Also mein größtes Problem der heutigen Zeit, heißt ja so, sind weder kleine Jungsim Internet, die wie ein Pfau ihr Rad aufschlagen, um damit andere Pfaun zu beeindrucken, noch schminktutorials von kleinen Mädchen, die irgendwelche 180 Sorten von beige oder braun im Gesicht mittels 15 Applikatoren verteilen und auch Katzenvideos, die sich natürlich nachteilig auf die Intelligenz auswirken müssen, sind auch nicht so schlimm.
Was mich aber wirklich verblüfft, ist die diese Empörungskultur. # Aufschrei
Und einfach nur zu sagen, joah find ich jetzt eher doof, geht nicht, müssen natürlich Worte wie toxisch oder narzisstisch fallen.
Ich bezweifle, dass der Junge im Video auch nur im Ansatz weiß, was ne narzisstische PS ist, ist aber auch kein Wunder, da scheint es ja auch bei Erwachsenen immer mal wieder Unkenntnis zu geben.
Irgendwie schade, dass das schöne Wort Hedonismus aus der Mode gekommen ist.
Schaut man sich die PUA Nummer genauer an, sieht man, dass es da als Grundlage um die Auseinandersetzung mit sich selbst geht. Erst wenn man(n) die eigenen Stärken und Schwächen kennt, blinde Flecke zum Vorschein bringt und mit sich selbst klar kommt, geht es um die Frage mit welchem Taschenspielertrick (aka Kommunikationsstrategien) man bei den Mädels landet.
Aufschrei PUA: ich kann es nicht nachvollziehen. Wo issen das Problem, dass die Jungs, die checken, dass sie irgendwie immer wieder an die gleiche Mauer rennen, sich mal untereinander zusammen tun und austauschen?
Unsere Gesellschaft ist im Wandel. Da ist es doch nett, dass es Gruppen auf beiden Seiten gibt.
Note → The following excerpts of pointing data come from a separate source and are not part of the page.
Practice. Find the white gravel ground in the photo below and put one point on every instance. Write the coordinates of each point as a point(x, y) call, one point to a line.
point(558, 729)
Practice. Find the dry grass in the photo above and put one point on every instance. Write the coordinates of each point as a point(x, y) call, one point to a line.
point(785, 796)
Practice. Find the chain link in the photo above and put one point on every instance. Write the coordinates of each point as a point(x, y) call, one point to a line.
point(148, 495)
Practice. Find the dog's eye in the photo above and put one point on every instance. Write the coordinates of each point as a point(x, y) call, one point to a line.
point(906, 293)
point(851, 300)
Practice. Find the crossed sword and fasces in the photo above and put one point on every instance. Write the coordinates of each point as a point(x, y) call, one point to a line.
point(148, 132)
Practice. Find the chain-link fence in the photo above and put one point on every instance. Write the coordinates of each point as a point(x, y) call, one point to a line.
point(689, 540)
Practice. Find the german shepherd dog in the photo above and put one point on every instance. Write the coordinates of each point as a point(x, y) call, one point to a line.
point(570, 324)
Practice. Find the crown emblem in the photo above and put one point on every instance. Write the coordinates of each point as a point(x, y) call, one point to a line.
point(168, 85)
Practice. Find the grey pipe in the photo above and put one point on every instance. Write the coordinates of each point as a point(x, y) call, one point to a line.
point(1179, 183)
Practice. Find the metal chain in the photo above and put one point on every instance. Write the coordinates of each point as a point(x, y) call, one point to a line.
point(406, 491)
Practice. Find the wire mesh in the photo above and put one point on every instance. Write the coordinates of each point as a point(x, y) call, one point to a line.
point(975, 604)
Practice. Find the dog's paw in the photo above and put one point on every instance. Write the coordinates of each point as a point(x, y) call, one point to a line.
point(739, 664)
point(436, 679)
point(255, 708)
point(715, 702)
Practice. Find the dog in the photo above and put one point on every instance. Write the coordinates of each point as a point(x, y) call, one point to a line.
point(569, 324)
Der beliebteste Vorwurf gegen PUA is ja immer der der Manipulation!
Is auch wieder so ein Wort, mit dem heutzutage inflationär um sich geworfen wird, weil einem das Outcome nicht gefällt.
Ich finde nicht die Jungs (die sich da mal zusammentun) die ein bissl Selbstfindung und Erkenntnis betreiben und dann mal schauen, wie sie an ne 10 oder 9 rankommen, so wahnsinnig schlimm, sondern eher daraus Empörung zu machen.
Ein ganz anders Thema ist da natürlich MEGTOW oder eben INCELS (wobei letztere von ner Frau aus völlig anderen Motiven gegründet wurde). Wenn Frustration erst zu extremer Abwertung von Frauen und schließlich zu Radikalisierung führt, ist das zu verurteilen.
Basiert aber immer auf dem anfänglichen Problem der Ausgrenzung bzw sich ausgegrenzt fühlen.
Wenn PUA dazu führt, dass einem jungen Mann ein paar Mittel an die Hand gegeben werden, vielleicht doch auch ne Holde abzubekommen und das verhindert, dass er irgendwann bewaffnet in ne Schule rein rennt, dann immer her damit.
Eine pauschale Empörung über PUA, ist wie eine pauschale Kritik an Feminismus und Emanzipation, generalisierend, # Aufschrei und damit wenig bis gar nicht brauchbar.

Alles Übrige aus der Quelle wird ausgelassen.